When I engage in relationships because they fit into my agenda I devalue them and make them a tool of survival rather than a privilege of being alive. When I only enter into a relationship because it will serve a purpose I’ve crafted for myself then it is very possible that I could find myself not needing to engage with anyone if I deem them unnecessary to fulfilling that purpose. As my friend Freddy said recently, “Friendship is what makes survival worthwhile.”

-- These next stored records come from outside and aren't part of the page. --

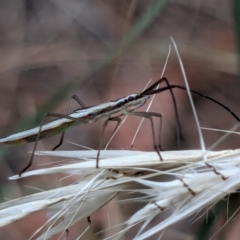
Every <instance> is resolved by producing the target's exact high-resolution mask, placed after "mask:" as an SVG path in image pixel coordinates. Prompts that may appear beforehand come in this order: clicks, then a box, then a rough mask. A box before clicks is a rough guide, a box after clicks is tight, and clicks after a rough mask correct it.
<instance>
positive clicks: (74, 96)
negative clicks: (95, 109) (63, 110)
mask: <svg viewBox="0 0 240 240" xmlns="http://www.w3.org/2000/svg"><path fill="white" fill-rule="evenodd" d="M72 100H75V101H76V102H77V103H78V104H79V105H80V106H81V107H82V108H84V107H86V106H85V104H84V103H83V102H82V100H81V99H80V98H79V97H78V96H77V95H75V94H74V95H72V96H71V99H70V102H69V105H68V114H70V113H71V106H72ZM64 135H65V131H64V132H63V133H62V134H61V138H60V141H59V143H58V144H57V145H56V146H55V147H54V148H52V151H54V150H56V149H57V148H59V147H60V146H61V145H62V143H63V139H64Z"/></svg>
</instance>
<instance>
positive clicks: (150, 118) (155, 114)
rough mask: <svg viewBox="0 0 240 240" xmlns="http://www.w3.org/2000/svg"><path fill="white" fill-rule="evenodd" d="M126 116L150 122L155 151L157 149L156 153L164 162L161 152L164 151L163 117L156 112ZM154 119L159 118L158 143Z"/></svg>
mask: <svg viewBox="0 0 240 240" xmlns="http://www.w3.org/2000/svg"><path fill="white" fill-rule="evenodd" d="M126 115H132V116H138V117H144V118H146V119H149V120H150V123H151V129H152V135H153V145H154V149H155V151H156V153H157V154H158V156H159V158H160V161H163V159H162V156H161V154H160V150H161V149H162V146H161V132H162V115H161V114H160V113H156V112H127V113H126ZM152 117H158V118H159V135H158V139H157V141H156V136H155V130H154V124H153V119H152Z"/></svg>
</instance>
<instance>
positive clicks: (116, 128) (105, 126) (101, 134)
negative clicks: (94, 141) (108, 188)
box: [96, 117, 121, 168]
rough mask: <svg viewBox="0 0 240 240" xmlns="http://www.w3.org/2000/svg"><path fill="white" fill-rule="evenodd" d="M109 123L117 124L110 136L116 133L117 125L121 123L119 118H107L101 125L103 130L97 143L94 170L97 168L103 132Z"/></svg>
mask: <svg viewBox="0 0 240 240" xmlns="http://www.w3.org/2000/svg"><path fill="white" fill-rule="evenodd" d="M109 121H116V122H117V124H116V126H115V128H114V130H113V133H112V135H113V134H115V132H116V131H117V128H118V126H119V124H120V123H121V118H119V117H113V118H108V119H106V120H105V121H104V123H103V128H102V133H101V136H100V142H99V147H98V152H97V159H96V168H98V167H99V156H100V151H101V149H102V142H103V137H104V132H105V129H106V127H107V125H108V122H109ZM112 135H111V136H112Z"/></svg>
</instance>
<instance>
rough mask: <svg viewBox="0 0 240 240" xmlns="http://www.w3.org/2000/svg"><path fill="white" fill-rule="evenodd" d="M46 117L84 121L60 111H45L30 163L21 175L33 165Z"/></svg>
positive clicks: (20, 174)
mask: <svg viewBox="0 0 240 240" xmlns="http://www.w3.org/2000/svg"><path fill="white" fill-rule="evenodd" d="M46 117H57V118H66V119H70V120H73V121H78V122H83V120H79V119H78V118H74V117H70V116H68V115H64V114H60V113H45V114H44V116H43V118H42V121H41V124H40V127H39V131H38V135H37V137H36V141H35V144H34V147H33V151H32V154H31V157H30V160H29V163H28V165H27V166H26V167H25V168H24V169H23V170H22V171H21V172H20V173H19V176H21V175H22V174H23V173H24V172H25V171H26V170H27V169H28V168H29V167H31V165H32V162H33V158H34V153H35V151H36V148H37V144H38V141H39V138H40V135H41V131H42V126H43V123H44V120H45V118H46Z"/></svg>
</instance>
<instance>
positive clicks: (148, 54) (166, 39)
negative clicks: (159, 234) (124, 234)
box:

To be fair, I have relationships that could be called utilitarian. And like the utilitarian art of the Soviet era they are necessary to achieve common goals. But in the day to day grind those relationships don’t give color to life. They are to the very public and messy and unpredictable journey of life what the Communist images in the Moscow Metro are to the larger artistic universe. They are a reminder of the boundaries imposed on artists when they are directed to express life through another’s lens as opposed to artists who express life through their own lens.
The most interesting and fulfilling art exists at the behest of its creator. It exists not to advance a larger agenda, but to give us a glimpse into the soul of the artist. That painting or that book or that song exists just because.
And the most fulfilling relationships are those that exist outside of agendas and processes and to-do lists. They exist just because.